La proposition de l’UE s’efforce de faire face aux risques émergents : certains cas d’utilisation de l’IA sont interdits, des normes minimales sont fixées pour les applications à haut risque, et la proposition prévoit également un système permettant de faire passer un système d’IA dans la catégorie à haut risque si de nouveaux problèmes apparaissent. Ce régime encourage également les fournisseurs à élaborer volontairement des normes pour les systèmes classés à haut risque et à autoréguler les systèmes à faible risque. Cette approche semble s’inspirer des notions déjà existantes de réglementation des produits et de « gouvernance produit ». D’une part, la réglementation des produits doit être calibrée selon des analyses coûts/bénéfices qui tiennent compte de l’évolution rapide de l’innovation dans le domaine. D’autre part, la « gouvernance produit » impose aux entreprises de démontrer l’intérêt de leur produit pour le consommateur. Pour une bonne gouvernance interne des produits, il faudra garantir une approche axée sur les avantages pour le consommateur et éviter de se contenter de cocher les cases d’exigences minimales.

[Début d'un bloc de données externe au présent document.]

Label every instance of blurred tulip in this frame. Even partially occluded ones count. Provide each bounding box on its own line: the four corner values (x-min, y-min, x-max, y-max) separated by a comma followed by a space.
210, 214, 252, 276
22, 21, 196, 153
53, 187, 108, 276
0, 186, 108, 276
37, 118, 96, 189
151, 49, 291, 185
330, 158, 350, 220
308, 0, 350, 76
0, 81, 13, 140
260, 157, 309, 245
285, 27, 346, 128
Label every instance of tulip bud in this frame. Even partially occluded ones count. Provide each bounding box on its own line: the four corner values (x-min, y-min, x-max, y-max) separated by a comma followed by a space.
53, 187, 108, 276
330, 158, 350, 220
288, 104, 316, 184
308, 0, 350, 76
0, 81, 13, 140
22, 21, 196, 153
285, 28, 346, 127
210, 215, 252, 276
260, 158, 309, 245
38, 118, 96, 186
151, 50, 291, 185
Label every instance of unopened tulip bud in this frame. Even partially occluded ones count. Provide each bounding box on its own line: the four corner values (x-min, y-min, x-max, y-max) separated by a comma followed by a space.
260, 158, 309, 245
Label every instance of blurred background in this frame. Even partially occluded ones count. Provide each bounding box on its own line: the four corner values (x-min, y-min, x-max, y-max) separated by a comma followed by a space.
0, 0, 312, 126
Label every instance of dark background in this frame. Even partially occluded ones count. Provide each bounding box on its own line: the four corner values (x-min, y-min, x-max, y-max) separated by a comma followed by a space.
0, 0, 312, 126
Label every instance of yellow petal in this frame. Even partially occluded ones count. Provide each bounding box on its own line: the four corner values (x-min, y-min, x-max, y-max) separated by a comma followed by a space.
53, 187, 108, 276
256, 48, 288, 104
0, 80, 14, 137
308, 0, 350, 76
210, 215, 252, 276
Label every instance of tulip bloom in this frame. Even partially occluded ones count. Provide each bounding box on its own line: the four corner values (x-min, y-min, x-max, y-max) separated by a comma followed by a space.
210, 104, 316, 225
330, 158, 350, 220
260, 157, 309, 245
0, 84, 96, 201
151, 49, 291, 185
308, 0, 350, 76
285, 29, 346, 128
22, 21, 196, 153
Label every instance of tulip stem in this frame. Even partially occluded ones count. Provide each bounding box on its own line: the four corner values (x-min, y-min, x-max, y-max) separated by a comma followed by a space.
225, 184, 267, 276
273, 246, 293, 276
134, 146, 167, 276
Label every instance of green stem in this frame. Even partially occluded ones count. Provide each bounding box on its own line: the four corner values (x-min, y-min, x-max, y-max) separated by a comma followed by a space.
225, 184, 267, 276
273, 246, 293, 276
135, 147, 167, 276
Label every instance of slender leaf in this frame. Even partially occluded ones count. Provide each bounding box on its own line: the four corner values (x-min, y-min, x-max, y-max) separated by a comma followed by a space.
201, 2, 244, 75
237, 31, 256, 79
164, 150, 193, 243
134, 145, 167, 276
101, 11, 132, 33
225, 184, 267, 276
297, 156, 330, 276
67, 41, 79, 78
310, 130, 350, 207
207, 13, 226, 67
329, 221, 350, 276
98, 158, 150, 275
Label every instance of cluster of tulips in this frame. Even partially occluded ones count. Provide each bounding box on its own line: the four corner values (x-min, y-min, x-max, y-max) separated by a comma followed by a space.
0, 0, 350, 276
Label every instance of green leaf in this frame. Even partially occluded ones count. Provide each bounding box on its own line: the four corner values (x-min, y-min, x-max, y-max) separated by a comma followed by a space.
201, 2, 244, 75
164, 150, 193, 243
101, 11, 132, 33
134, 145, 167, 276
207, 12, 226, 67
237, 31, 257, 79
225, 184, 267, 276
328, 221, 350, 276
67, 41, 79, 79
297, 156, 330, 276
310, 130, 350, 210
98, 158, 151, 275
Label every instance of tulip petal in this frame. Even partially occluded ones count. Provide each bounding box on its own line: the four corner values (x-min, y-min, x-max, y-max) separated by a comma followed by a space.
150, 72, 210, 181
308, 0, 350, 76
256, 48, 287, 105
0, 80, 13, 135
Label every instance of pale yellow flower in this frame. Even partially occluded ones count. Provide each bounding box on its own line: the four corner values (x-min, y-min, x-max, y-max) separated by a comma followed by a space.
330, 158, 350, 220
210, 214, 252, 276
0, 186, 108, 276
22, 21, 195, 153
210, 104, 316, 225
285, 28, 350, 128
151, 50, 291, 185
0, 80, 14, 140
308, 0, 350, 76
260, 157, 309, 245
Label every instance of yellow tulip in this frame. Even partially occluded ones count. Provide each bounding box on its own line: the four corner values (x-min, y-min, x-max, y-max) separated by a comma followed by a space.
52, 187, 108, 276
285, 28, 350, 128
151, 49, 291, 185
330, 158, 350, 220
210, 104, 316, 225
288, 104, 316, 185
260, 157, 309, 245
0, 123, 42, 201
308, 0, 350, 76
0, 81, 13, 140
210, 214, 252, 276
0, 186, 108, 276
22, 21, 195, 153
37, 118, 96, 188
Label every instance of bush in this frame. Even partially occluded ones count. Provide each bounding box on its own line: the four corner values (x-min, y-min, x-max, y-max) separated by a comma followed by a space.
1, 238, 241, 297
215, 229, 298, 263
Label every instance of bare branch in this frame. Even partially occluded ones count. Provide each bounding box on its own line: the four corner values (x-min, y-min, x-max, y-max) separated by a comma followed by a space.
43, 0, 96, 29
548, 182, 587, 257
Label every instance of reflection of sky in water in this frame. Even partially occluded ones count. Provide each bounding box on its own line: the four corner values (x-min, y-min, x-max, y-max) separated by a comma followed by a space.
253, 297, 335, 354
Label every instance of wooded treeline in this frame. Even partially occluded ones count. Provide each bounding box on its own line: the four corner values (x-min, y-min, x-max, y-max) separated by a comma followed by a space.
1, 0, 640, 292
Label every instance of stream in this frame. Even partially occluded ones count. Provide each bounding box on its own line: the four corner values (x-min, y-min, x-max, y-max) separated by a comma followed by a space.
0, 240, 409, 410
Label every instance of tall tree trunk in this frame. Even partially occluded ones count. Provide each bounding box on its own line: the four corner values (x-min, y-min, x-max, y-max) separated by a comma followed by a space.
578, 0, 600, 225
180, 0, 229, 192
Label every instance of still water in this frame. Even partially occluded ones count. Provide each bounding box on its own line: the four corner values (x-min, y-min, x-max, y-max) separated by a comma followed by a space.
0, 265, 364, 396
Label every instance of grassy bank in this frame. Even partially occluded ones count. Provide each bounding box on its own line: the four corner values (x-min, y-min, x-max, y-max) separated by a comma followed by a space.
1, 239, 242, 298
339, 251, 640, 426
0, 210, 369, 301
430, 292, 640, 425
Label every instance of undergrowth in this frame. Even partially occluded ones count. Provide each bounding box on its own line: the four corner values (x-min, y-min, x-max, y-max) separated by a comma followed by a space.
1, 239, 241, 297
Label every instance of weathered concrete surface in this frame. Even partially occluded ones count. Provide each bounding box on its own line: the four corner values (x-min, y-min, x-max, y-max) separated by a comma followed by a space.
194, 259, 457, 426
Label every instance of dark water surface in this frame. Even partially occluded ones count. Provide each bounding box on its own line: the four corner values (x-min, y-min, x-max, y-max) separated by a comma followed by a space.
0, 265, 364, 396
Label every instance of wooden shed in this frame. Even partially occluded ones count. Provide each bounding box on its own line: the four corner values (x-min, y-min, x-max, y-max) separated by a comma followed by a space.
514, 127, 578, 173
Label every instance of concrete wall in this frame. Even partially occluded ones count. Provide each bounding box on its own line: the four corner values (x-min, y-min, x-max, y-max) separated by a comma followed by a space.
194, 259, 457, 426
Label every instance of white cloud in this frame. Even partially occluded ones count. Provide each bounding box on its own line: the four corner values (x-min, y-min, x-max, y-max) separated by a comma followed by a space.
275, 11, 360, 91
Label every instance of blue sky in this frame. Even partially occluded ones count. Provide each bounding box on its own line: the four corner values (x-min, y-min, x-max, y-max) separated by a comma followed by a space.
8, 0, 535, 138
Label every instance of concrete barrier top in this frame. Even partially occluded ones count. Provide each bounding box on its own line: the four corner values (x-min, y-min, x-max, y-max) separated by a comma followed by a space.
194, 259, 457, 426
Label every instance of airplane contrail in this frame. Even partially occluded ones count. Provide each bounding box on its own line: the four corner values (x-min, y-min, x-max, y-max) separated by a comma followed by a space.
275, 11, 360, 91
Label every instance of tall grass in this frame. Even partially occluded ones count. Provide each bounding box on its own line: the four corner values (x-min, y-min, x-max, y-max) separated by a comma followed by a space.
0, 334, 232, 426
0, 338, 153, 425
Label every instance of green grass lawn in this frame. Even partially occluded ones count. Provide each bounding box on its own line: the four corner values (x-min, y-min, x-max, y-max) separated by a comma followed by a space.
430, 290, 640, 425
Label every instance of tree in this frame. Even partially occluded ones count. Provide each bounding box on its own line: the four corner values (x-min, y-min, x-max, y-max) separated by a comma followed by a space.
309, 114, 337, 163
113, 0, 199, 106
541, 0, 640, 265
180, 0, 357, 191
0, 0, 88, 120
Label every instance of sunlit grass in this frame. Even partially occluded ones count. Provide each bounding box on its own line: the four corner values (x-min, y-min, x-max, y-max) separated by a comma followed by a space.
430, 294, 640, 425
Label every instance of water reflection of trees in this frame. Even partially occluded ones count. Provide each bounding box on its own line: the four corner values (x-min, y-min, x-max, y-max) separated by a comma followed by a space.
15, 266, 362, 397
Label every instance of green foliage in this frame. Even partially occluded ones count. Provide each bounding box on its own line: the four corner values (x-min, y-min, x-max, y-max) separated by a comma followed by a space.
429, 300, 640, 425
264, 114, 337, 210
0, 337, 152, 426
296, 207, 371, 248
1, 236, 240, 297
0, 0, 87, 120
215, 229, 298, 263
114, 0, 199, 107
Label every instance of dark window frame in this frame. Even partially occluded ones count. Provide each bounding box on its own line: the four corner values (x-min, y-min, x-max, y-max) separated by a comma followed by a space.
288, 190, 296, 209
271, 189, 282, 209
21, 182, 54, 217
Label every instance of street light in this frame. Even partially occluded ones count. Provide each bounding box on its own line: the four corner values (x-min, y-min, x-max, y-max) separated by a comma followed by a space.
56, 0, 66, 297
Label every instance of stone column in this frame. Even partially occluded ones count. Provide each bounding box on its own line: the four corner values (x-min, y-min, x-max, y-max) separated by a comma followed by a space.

Réglementer l’IA dans la finance : Équilibrer les risques et les opportunités – Douglas Arner
Le dernier intervenant de la conférence était Douglas Arner, professeur de droit à l’université de Hong Kong. Il a commencé par souligner que la finance est l’un des secteurs réglementés les plus numérisés et qu’à ce titre, elle représente un terrain très propice au développement de l’IA. Le secteur concentre des volumes massifs de données, de communications et de puissance de calcul et s’appuie déjà sur des moyens analytiques sophistiqués. En outre, un large éventail de spécifications réglementaires spécifiques est déjà en place dans la finance, ce qui crée un contexte de règles et d’objectifs précis où l’IA peut exceller. En outre, les acteurs financiers sont les plus grands dépensiers en matière de technologie, poussés par une course constante à la meilleure IA, comme dans le cas du trading. Cependant, l’IA introduit de nouveaux risques dans la finance : pour la stabilité financière, pour la cybersécurité ou pour l’innovation car l’IA fonctionne mieux dans une concentration massive de données qui favorise les situations “winner takes all”. Plusieurs méthodologies de régulation sont possibles, notamment l’autorisation ou l’identité électronique… Le Dr Arner a souligné une approche fondée sur la responsabilité humaine (“accountability”). Pour conclure, il a mis en évidence certaines différences entre juridictions sur les approches aux données. La Chine, qui reposait à l’origine sur une approche aux données fondée sur la propriété, se tourne aujourd’hui progressivement vers une approche de type “pool de données”, dans laquelle de grandes masses de données seraient mises à la disposition d’un plus grand nombre d’acteurs pour soutenir le développement de l’IA. Dans l’UE, le marché restreint fortement l’utilisation des données afin de protéger les droits fondamentaux.
Table ronde
La deuxième partie du webinaire était consacrée à une table ronde modérée par David Bounie et Olivier Fliche. Les éléments de la discussion comprenaient :
- les différences d’approche entre l’Asie et l’Europe
- comment lier la réglementation transversale et sectorielle : il est toujours nécessaire d’adopter des mesures plus larges et globales, par exemple pour protéger les droits fondamentaux, qui doivent ensuite être intégrées dans les structures existantes.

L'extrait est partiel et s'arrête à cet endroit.